I could go into a massive essay about how the haters are just hating, and listing point by point all the things the Halo series did spectacularly right, but in order to save on space, I'll try and limit it to a few key points.
Firstly, you have to look at the context of the time. Before Halo, the only console shooters that anyone had even heard of were Goldeneye, Perfect Dark, and Timesplitters. And while Goldeneye and PD were instrumental at getting FPS's onto the consoles, they were hardly without faults. Certainly in the control department, Goldeneye and PD both now handle like complete arse, thanks in no small part to the unwieldy N64 controller and its single analogue stick.

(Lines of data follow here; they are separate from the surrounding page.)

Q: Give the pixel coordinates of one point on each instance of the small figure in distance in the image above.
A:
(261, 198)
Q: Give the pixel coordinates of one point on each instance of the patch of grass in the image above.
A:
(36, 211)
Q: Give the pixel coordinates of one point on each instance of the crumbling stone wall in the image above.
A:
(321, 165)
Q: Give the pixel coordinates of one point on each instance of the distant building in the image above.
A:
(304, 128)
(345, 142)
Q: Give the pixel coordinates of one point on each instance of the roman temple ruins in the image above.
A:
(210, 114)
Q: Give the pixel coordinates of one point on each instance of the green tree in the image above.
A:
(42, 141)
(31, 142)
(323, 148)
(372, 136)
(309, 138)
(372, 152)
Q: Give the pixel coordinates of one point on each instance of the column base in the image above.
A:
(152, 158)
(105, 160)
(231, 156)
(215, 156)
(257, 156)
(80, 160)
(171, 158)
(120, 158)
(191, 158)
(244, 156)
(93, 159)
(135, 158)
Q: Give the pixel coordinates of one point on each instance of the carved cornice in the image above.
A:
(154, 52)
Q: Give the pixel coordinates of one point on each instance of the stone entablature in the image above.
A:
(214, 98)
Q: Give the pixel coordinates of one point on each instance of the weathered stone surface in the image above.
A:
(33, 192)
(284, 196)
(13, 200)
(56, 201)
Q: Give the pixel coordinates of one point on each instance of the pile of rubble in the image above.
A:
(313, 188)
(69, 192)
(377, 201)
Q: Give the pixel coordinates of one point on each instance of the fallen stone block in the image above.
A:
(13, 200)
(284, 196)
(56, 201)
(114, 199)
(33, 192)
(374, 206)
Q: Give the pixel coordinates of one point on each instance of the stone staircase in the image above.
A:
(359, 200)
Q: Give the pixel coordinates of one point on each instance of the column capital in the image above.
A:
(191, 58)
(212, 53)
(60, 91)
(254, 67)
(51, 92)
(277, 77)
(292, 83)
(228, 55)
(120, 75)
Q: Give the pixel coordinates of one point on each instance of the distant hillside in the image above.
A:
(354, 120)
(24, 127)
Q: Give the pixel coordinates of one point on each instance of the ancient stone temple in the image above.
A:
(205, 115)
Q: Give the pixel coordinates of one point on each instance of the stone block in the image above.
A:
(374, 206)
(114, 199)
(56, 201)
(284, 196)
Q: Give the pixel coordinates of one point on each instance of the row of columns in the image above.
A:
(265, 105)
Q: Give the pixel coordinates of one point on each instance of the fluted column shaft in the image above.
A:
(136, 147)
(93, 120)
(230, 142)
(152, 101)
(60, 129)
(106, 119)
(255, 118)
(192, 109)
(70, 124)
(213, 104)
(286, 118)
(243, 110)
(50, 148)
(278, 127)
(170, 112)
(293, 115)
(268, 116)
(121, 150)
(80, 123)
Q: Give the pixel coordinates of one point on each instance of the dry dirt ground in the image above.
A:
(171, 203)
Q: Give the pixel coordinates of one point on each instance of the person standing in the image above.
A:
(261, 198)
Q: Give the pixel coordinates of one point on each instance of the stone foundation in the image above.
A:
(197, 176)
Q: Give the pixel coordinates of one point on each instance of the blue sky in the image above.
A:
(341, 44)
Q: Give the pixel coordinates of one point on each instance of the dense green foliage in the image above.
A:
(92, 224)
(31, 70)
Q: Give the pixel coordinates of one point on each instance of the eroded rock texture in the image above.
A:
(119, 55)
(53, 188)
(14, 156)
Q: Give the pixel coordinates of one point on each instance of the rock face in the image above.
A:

Halo, along with Timesplitters, showed that you could make a first-person shooter that not only worked on a console, but worked beautifully. Moreover, where Timesplitters was almost entirely focused on multiplayer, Halo CE had a massive single-player campaign unlike anything else at the time. FPS' at the time were still largely enclosed, corridor-based affairs. Halo used that template for the opening level, then proceeded to throw the player into a wide, expansive world full of epic levels. This was a game where vehicles could freely be commandeered in order to get from one side of the level to the other. Perhaps most importantly, it was a game that had absolutely brutal AI. For the time it was released, Halo's AI was absolutely top-of-the-shelf, boasting enemies that exhibited all sorts of adaptive behaviour depending on how the player acted.
Secondly, Halo was one of the first, and to this day still one of the only, shooters to focus on emergent action as opposed to scripted set-pieces. In order to understand what I mean, you really need to compare it to something like Modern Warfare. In the Modern Warfare games, action in the single-player game is largely scripted, and revolves around pre-arranged set-pieces that deviate very little from playthrough to playthrough. They allow for bigger bangs and more spectacular sequences, sure, but they also get very repetitive after more than one playthrough. In contrast, action in Halo is largely non-scripted, and is defined between the Covenant/Flood AI and the player's actions. While this means that Halo usually lacks the spectacular set-pieces of the COD games, it allows the player to create their own set-pieces, using the game's mechanics as tools with which to do so. If you want to run up to an enemy tank, plant a grenade, then escape away on the back of a friendly Warthog before it blows up, the game will allow you to do so. Alternatively, instead of grenades, you may want to ride shotgun in said Warthog while AI (or preferably a co-op teammate) drives, using a rocket-launcher to take out the tank while your team-mate drives the Warthog over a spectacular jump. Or you both may decide to ride Ghosts instead, making a convoy that destroys the tank through sheer relentless firepower.
That is where the real joy of the campaign, and indeed multiplayer, resides. Being able to pull off crazy stunts and action sequences, not becase the game scripted them, but because you wanted to see if you could pull it off. That's something that even modern shooters rarely allow for.
Lastly, Halo 2 standardised online-multiplayer for console FPS's. After Xbox Live was released, but before Halo 2 came out, online shooters were a weird mish-mash of ideas. Some games would have some features, others would have others, but none had what we would recognise today as the fundamental basics of online multiplayer. Halo 2 was released and not only offered the best online action of any shooter at the time, it also standardised how games should go about handling their multiplayer. Every online shooter running on a console today owes a debt to Halo 2. That game was the single most important multiplayer shooter since Unreal.
Ultimately, it's one of those "You had to have been there" kind of things. You need to imagine a scene without Call Of Duty, Resistance, Killzone, Gears, Half-Life 2, Bioshock, etc, in order to appreciate what Halo brought to the table. At the time Halo came out, Half-Life One was seen as the pinnacle of the FPS genre. That's how far back we're going.